Secara jelas Al-Qur’an menginformasikan bahwa Tuhan memperkenalkan diri-Nya dengan nama ‘Allah’ yang tiada ‘ilah’ selain diri-Nya. Informasi ini menunjukkan bahwa nama tersebut merupakan nama dari Tuhan, bukan suatu istilah atau nama jabatan, dan nama tersebut disampaikan melalui lafadz/bunyi suara.
Para ahli bahasa Arab berbeda pendapat tentang asal-mula nama 'Allah' ini, seperti yang disampaikan oleh ustadz Quraish Shihab dalam bukunya 'Membumikan Al-Qur'an'
"Para ulama dan pakar bahasa mendiskusikan kata tersebut antara lain apakah ia memiliki akar kata atau tidak. Sekian banyak ulama yang berpendapat bahwa kata ‘Allah’ tidak terambil dari satu akar kata tertentu, tapi ia adalah nama yang menunjuk kepada zat yang wajib wujud-Nya, yang menguasai seluruh hidup dan kehidupan, serta hanya kepada-Nya seharusnya seluruh makhluk mengabdi dan bermohon. Tetapi banyak ulama berpendapat, bahwa kata ‘Allah’ asalnya adalah ‘Ilaah’, yang dibubuhi huruf ‘Alif’ dan ‘Laam’ dan dengan demikian, ‘Allah’ merupakan nama khusus, karena itu tidak dikenal bentuk jamaknya. Sedangkan ‘Ilaah’ adalah nama yang bersifat umum dan yang dapat berbentuk jamak (plural), yaitu ‘Alihah".
Pertanyaan muncul, tata-bahasa dan pembentukan kosakata melalui unsur-unsurnya merupakan ilmu yang dikembangkan oleh manusia. Lafadz/bunyi selalu mendahului keberadaan tata-bahasa. Jadi ketika manusia diciptakan, mereka belum mengenal soal kaedah tata-bahasa, pembentukan kosakata, hukum-hukum bahasa, dll. Manusia hanya mengeluarkan bunyi/lafazd dari mulutnya, setelah itu mereka baru mencari kaedah-kaedahnya sehingga terciptalah aturan tata-bahasa. Kalau dikatakan nama 'Allah' merupakan bentukan dari kaedah bahasa, maka sama saja kita mau mengatakan nama tersebut diciptakan oleh manusia, aturan tata-bahasa sudah dirumuskan, lalu berdasarkan itu manusia menciptakan nama 'Allah'.

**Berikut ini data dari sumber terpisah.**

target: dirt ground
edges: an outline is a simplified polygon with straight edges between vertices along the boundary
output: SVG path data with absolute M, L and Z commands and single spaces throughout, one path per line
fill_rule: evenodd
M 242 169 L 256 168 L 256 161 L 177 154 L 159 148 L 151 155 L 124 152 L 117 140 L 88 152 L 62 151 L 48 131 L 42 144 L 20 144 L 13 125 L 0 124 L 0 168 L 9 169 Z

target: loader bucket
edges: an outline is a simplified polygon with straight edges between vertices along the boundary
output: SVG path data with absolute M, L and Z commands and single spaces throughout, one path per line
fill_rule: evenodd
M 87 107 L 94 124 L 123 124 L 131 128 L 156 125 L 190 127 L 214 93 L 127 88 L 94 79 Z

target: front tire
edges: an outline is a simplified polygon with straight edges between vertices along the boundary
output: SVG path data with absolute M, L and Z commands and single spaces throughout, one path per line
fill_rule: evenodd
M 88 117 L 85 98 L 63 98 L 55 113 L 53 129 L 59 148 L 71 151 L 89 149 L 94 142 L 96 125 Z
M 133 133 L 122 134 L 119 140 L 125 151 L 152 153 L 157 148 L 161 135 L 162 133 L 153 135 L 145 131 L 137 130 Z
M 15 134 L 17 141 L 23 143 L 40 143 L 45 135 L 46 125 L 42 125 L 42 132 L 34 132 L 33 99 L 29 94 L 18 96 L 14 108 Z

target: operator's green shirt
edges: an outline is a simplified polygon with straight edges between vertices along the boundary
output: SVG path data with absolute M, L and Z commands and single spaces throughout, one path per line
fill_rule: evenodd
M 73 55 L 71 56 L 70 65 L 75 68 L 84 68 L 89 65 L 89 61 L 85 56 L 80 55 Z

Lalu mengapa kita tidak berpikir sebaliknya..?? Sebelum manusia mengenal tata-bahasa, nama 'Allah' sudah diperkenalkan dan sudah dilafadzkan/dibunyikan oleh mulut manusia. Artinya Tuhan sendiri yang memperkenalkan nama-Nya berupa bunyi/lafadz, manusia lalu meniru bunyi tersebut. Ketika manusia mulai merumuskan kaedah tata-bahasa maka nama 'Allah' tersebut diadopsi menjadi suatu istilah yang bisa diuraikan unsur-unsur dan akar katanya. Biasa dalam suatu gejala bahasa, nama generik diadopsi menjadi suatu istilah, misalnya nama Pak Mujair, seorang peternak ikan yang menemukan dan mengembangkan sejenis ikan air-tawar lalu dipakai untuk menjadi nama jenis ikan tersebut, atau istilah sandwich untuk 2 potong roti yang mengapit sekerat daging berasal dari nama Earl of Sandwich yang hidup ditahun 1700-an, seorang yang hobby berjudi dan sering lupa makan, lalu membekali dirinya dengan model makanan tersebut agar bisa makan tanpa harus meninggalkan meja judi, atau kata 'boikot' berasal dari nama seorang agen tanah di Irlandia, kapten Charles Cunningham Boycott yang dikucilkan oleh para petani karena kekerasan yang dilakukannya terhadap suatu sengketa tanah.
Jadi lebih masuk akal kalau nama 'Allah' yang sudah dikenal oleh manusia sebelum adanya kaedah tata-bahasa tersebut diadopsi menjadi suatu istilah. Orang Arab mengenal istilah 'ilaah' 'al-ilah' sebagai sebutan untuk jabatan tuhan, sesuatu yang mendominasi dan menguasai. Istilah tersebut berasal dari nama generik Tuhan yaitu 'Allah', bukan sebaliknya, nama generik tersebut berasal dari pembentukan kata yang ada dalam kaedah tata-bahasa.